Aids | The UN believes that AIDS will be overcome by 2030

Last year, there were about 37.6 million HIV-positive people in the world.

Hi-virus caused by AIDS, it is possible to get rid of by 2030, the UN estimates.

According to the UN AIDS program, the number of deaths from HIV-related immunodeficiency could fall by as much as 90 percent in the current decade in at least 40 countries.

Last year, there were about 37.6 million HIV-positive people in the world. According to the UN, infection-related deaths have been reduced by effective and affordable drug treatment in particular. About 27.4 million people were infected with medication last year.

Of deaths however, the number of new infections decreases more slowly. There were about 1.5 million new HIV infections worldwide last year, compared to 2.1 million in 2010.

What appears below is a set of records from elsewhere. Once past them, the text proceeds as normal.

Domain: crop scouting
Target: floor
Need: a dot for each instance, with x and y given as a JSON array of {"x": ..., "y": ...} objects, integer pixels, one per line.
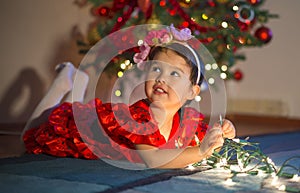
[{"x": 246, "y": 125}]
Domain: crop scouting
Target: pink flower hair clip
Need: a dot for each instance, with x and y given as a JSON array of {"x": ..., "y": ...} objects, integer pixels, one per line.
[{"x": 160, "y": 37}]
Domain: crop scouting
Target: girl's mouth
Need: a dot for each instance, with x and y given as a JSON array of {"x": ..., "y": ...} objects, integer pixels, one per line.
[{"x": 159, "y": 90}]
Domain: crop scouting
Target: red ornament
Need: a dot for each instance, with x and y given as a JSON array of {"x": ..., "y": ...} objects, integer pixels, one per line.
[
  {"x": 254, "y": 2},
  {"x": 264, "y": 34},
  {"x": 102, "y": 11},
  {"x": 238, "y": 75}
]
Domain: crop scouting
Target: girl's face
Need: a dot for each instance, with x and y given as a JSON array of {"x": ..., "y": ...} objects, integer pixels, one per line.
[{"x": 168, "y": 82}]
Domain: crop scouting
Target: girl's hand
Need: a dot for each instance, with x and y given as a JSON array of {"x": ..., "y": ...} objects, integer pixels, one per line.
[
  {"x": 228, "y": 129},
  {"x": 213, "y": 139}
]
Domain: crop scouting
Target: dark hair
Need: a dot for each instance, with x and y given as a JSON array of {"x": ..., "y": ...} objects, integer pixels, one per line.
[{"x": 187, "y": 55}]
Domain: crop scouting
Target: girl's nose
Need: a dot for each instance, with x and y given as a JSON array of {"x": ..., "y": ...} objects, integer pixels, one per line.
[{"x": 160, "y": 78}]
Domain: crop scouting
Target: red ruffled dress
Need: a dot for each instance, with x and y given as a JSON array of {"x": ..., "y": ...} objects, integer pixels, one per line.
[{"x": 105, "y": 130}]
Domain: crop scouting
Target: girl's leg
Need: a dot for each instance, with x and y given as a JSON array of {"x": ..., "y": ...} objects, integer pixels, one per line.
[
  {"x": 78, "y": 91},
  {"x": 62, "y": 84}
]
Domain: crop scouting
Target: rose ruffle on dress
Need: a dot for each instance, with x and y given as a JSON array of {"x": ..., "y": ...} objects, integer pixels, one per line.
[{"x": 105, "y": 130}]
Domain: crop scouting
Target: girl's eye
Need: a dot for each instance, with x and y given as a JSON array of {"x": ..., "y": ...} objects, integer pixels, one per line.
[{"x": 174, "y": 73}]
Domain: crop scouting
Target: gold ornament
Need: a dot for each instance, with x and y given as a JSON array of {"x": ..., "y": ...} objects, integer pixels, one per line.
[{"x": 186, "y": 3}]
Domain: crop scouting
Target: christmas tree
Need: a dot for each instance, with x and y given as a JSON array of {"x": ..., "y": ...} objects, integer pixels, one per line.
[{"x": 223, "y": 26}]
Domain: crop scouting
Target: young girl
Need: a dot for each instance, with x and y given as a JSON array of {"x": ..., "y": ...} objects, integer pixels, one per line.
[{"x": 158, "y": 131}]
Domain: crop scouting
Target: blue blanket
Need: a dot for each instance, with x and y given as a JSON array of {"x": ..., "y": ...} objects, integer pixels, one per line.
[{"x": 42, "y": 173}]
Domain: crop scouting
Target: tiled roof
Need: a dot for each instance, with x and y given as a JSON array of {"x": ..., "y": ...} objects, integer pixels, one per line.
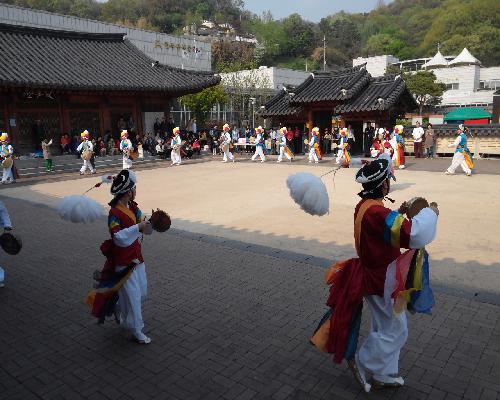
[
  {"x": 371, "y": 94},
  {"x": 45, "y": 58},
  {"x": 332, "y": 86},
  {"x": 280, "y": 105},
  {"x": 381, "y": 94}
]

In sub-Saharan Africa, for example, AIDS-related diseases are the leading cause of death for women aged 15-49. In the same area, especially in the young infected group, the proportion of women is high.

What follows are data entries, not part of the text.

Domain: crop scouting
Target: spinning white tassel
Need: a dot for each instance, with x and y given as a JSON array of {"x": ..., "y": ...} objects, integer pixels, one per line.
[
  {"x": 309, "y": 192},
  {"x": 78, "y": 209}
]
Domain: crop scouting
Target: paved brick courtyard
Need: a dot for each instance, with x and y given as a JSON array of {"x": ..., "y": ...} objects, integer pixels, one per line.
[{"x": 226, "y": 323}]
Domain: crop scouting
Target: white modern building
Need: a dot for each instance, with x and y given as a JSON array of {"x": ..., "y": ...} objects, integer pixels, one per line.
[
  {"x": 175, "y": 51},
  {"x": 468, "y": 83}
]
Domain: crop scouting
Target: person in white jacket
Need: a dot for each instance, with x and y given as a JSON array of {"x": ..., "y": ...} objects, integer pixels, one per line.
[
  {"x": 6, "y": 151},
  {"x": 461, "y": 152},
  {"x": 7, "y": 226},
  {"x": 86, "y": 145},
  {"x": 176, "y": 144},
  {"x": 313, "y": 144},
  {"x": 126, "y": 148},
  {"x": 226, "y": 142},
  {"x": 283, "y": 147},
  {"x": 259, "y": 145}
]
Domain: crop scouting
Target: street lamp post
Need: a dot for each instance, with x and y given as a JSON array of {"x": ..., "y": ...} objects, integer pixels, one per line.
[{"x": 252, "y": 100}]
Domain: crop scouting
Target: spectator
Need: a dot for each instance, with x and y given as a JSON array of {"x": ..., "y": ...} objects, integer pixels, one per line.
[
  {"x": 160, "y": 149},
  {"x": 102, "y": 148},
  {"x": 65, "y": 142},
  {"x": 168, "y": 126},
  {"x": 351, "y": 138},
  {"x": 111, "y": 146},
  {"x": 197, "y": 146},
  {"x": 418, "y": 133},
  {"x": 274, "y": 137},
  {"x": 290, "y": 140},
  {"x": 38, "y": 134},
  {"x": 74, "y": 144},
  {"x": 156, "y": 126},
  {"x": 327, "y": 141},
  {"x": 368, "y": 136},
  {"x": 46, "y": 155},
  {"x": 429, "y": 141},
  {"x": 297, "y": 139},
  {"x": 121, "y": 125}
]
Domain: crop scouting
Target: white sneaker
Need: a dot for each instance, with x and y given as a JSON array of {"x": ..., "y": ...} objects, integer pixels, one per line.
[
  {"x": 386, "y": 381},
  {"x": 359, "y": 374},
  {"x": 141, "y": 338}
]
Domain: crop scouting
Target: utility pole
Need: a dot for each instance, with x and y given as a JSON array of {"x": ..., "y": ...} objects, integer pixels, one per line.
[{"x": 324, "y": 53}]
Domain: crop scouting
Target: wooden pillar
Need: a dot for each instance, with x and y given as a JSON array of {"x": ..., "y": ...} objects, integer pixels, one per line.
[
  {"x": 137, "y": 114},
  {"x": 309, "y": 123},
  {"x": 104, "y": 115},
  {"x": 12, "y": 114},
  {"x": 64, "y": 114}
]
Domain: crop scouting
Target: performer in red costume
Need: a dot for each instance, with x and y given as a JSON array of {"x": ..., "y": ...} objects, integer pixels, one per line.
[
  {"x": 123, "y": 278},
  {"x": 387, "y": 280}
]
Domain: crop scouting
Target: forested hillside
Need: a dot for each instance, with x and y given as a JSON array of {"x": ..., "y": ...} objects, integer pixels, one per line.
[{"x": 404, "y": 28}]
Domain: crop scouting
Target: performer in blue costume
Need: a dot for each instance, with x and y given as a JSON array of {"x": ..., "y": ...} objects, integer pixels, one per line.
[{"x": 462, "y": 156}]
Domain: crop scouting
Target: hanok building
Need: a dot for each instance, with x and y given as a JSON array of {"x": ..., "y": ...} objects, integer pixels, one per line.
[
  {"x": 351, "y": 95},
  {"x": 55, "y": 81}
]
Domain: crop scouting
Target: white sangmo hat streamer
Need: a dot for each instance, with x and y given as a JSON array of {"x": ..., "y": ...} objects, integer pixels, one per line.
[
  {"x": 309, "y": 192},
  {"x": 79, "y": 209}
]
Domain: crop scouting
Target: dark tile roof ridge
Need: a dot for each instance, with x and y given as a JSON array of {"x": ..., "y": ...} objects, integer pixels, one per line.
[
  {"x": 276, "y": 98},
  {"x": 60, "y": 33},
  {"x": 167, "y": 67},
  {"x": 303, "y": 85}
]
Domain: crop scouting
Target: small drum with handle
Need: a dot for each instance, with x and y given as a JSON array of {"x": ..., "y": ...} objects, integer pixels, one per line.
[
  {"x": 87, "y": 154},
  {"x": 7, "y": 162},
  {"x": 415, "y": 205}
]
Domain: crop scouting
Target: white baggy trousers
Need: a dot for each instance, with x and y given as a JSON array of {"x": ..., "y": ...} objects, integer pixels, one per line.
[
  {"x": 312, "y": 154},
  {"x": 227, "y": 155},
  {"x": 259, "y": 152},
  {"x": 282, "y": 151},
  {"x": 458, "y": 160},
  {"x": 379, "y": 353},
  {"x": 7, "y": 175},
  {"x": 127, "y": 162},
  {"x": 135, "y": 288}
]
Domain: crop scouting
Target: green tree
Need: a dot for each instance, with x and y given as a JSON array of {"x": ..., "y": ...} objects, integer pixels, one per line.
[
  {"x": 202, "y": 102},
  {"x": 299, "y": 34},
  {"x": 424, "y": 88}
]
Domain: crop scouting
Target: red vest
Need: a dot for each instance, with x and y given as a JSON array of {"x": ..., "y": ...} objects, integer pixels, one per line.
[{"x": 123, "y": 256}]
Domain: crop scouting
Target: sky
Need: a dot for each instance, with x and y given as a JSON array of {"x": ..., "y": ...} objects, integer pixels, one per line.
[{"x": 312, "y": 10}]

In Finland, 136 new HIV infections were diagnosed last year, says the National Institute for Health and Welfare THL.

UN Unaids Director of the AIDS Program Winnie Byanyiman according to the administrations of different countries in particular. They must guarantee people equal access to care.

“If governments manage to bring the most at-risk groups of people under treatment, we can have AIDS defeated by 2030,” Byanyima said at a news conference.

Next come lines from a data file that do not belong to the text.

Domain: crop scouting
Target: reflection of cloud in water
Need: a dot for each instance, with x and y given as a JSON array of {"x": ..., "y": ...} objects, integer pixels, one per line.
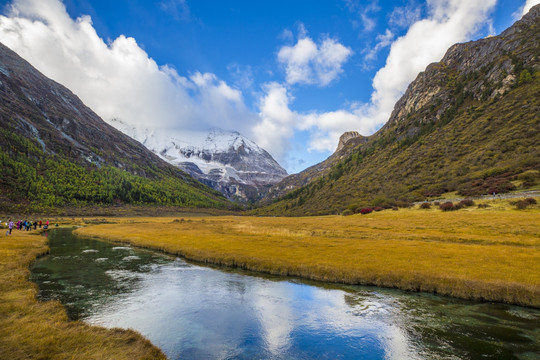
[
  {"x": 198, "y": 312},
  {"x": 122, "y": 275},
  {"x": 275, "y": 315},
  {"x": 121, "y": 248}
]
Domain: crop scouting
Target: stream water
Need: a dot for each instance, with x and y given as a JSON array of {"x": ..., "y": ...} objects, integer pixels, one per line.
[{"x": 196, "y": 312}]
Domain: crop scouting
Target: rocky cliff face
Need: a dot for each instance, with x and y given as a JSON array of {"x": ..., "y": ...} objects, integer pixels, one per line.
[
  {"x": 484, "y": 70},
  {"x": 55, "y": 151},
  {"x": 468, "y": 123},
  {"x": 225, "y": 161}
]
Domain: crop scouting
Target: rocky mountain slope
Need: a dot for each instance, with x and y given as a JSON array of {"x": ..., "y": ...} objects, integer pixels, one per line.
[
  {"x": 55, "y": 152},
  {"x": 225, "y": 161},
  {"x": 469, "y": 123}
]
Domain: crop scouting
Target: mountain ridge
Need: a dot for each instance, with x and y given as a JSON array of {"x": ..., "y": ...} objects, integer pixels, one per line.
[
  {"x": 56, "y": 152},
  {"x": 475, "y": 83},
  {"x": 224, "y": 160}
]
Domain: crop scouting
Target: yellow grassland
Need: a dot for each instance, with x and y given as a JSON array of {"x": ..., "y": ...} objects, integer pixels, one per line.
[
  {"x": 481, "y": 254},
  {"x": 31, "y": 329}
]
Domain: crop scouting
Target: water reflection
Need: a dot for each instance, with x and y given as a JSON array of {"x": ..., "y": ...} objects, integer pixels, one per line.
[{"x": 202, "y": 313}]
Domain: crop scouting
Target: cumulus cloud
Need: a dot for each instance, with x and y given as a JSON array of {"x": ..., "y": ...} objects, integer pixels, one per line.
[
  {"x": 179, "y": 9},
  {"x": 426, "y": 41},
  {"x": 118, "y": 79},
  {"x": 383, "y": 41},
  {"x": 404, "y": 16},
  {"x": 366, "y": 13},
  {"x": 528, "y": 5},
  {"x": 278, "y": 121},
  {"x": 312, "y": 64}
]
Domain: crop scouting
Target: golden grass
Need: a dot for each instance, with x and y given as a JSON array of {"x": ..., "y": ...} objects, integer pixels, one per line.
[
  {"x": 482, "y": 254},
  {"x": 30, "y": 329}
]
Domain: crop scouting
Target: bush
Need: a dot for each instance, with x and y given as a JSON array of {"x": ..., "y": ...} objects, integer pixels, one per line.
[
  {"x": 466, "y": 203},
  {"x": 347, "y": 212},
  {"x": 447, "y": 206},
  {"x": 521, "y": 204}
]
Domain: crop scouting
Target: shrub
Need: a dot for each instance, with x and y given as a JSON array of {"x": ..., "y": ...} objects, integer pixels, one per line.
[
  {"x": 447, "y": 206},
  {"x": 521, "y": 204},
  {"x": 347, "y": 212},
  {"x": 466, "y": 203}
]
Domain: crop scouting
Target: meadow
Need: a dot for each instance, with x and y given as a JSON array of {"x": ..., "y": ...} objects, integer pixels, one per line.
[
  {"x": 488, "y": 254},
  {"x": 31, "y": 329}
]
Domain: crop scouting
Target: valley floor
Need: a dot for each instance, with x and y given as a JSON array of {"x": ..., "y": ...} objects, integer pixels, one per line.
[
  {"x": 31, "y": 329},
  {"x": 490, "y": 254}
]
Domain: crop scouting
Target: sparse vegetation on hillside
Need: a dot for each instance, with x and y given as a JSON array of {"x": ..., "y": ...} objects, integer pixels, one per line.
[{"x": 476, "y": 147}]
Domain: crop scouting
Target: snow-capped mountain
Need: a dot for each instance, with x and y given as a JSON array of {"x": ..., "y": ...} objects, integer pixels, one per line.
[{"x": 224, "y": 160}]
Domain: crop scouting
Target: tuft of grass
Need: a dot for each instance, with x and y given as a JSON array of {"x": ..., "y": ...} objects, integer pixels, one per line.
[
  {"x": 488, "y": 254},
  {"x": 31, "y": 329}
]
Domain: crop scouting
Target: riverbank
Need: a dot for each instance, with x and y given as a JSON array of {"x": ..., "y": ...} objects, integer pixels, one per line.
[
  {"x": 30, "y": 329},
  {"x": 490, "y": 254}
]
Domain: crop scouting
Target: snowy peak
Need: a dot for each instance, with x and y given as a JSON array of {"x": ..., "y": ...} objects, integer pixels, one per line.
[{"x": 225, "y": 160}]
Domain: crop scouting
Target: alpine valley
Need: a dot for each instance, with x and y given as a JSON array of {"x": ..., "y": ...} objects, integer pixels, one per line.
[
  {"x": 56, "y": 153},
  {"x": 468, "y": 124}
]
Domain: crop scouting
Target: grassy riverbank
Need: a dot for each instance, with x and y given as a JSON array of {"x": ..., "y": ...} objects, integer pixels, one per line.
[
  {"x": 30, "y": 329},
  {"x": 481, "y": 254}
]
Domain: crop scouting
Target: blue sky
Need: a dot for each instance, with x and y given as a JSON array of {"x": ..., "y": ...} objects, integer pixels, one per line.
[{"x": 290, "y": 75}]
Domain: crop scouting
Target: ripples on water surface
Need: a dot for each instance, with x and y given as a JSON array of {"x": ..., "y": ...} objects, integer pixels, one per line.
[{"x": 195, "y": 312}]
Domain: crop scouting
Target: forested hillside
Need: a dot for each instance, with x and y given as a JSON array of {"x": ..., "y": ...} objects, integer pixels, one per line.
[
  {"x": 470, "y": 123},
  {"x": 56, "y": 152}
]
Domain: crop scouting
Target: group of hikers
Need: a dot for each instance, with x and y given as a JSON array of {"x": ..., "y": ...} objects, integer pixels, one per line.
[{"x": 26, "y": 225}]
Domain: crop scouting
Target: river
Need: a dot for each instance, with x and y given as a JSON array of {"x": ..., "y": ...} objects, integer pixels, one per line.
[{"x": 197, "y": 312}]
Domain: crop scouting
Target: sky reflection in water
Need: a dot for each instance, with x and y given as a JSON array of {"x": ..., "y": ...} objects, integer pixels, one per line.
[{"x": 198, "y": 312}]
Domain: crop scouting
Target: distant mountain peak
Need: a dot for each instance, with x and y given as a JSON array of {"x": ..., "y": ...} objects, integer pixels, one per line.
[{"x": 225, "y": 160}]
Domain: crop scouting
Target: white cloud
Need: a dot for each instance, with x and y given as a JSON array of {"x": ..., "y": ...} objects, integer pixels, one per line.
[
  {"x": 276, "y": 129},
  {"x": 405, "y": 16},
  {"x": 179, "y": 9},
  {"x": 426, "y": 41},
  {"x": 383, "y": 41},
  {"x": 528, "y": 5},
  {"x": 118, "y": 79},
  {"x": 312, "y": 64}
]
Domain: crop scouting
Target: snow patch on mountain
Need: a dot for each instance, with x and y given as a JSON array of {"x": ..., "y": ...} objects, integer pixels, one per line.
[{"x": 225, "y": 160}]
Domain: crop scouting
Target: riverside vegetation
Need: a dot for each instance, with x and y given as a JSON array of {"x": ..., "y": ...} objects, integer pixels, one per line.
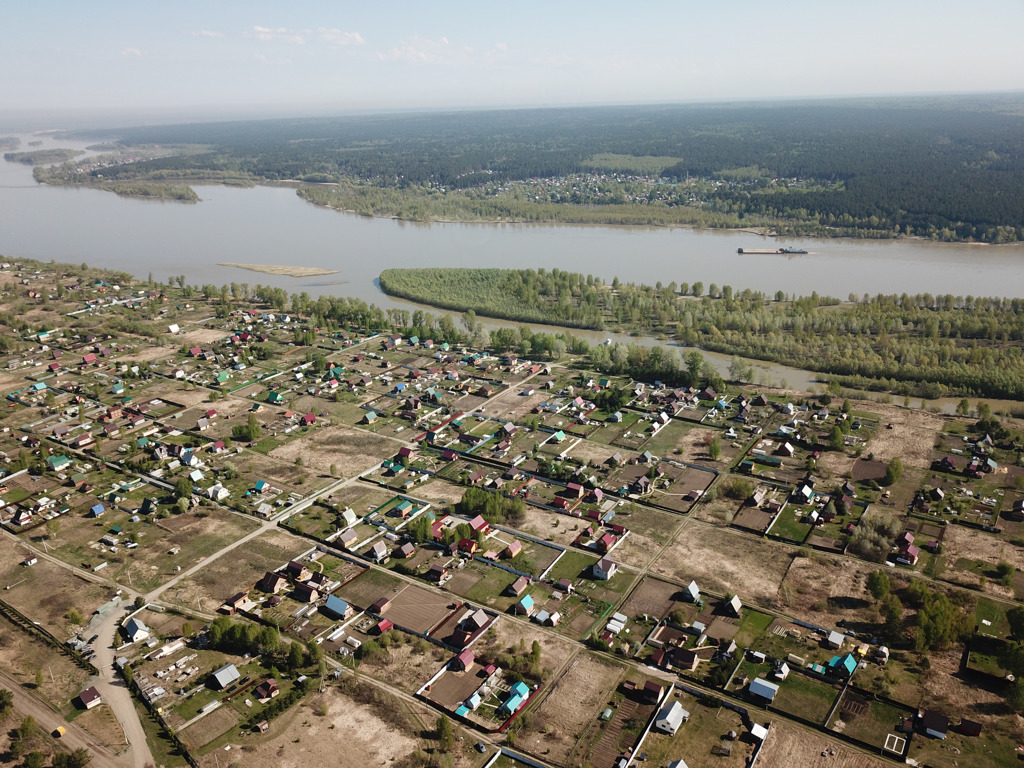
[
  {"x": 948, "y": 169},
  {"x": 922, "y": 344}
]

He said he was “cautiously optimistic” that the goal would actually be achieved.

For example, the new goals of the UN AIDS program are to reduce the annual number of new infections to less than 370,000 by 2025 and to bring 95% of those in need to treatment.

Byanyiman according to the HIV virus should be treated with the same political will as stopping the coronavirus. In general, the coronavirus crisis has put a strain on health services to the extreme, especially in poorer countries. In some of them, AIDS is also a major problem. According to Byanyima, various movement restrictions and blocking measures have also made it more difficult to access treatment.

Immune Deficiency Syndrome AIDS was first diagnosed as a disease 40 years ago in the early 1980s.

AIDS is caused by HIV, the human immunodeficiency virus. Sexual intercourse is clearly the most common way to get HIV infection both in Finland and in the rest of the world, says the Duodecim Health Library.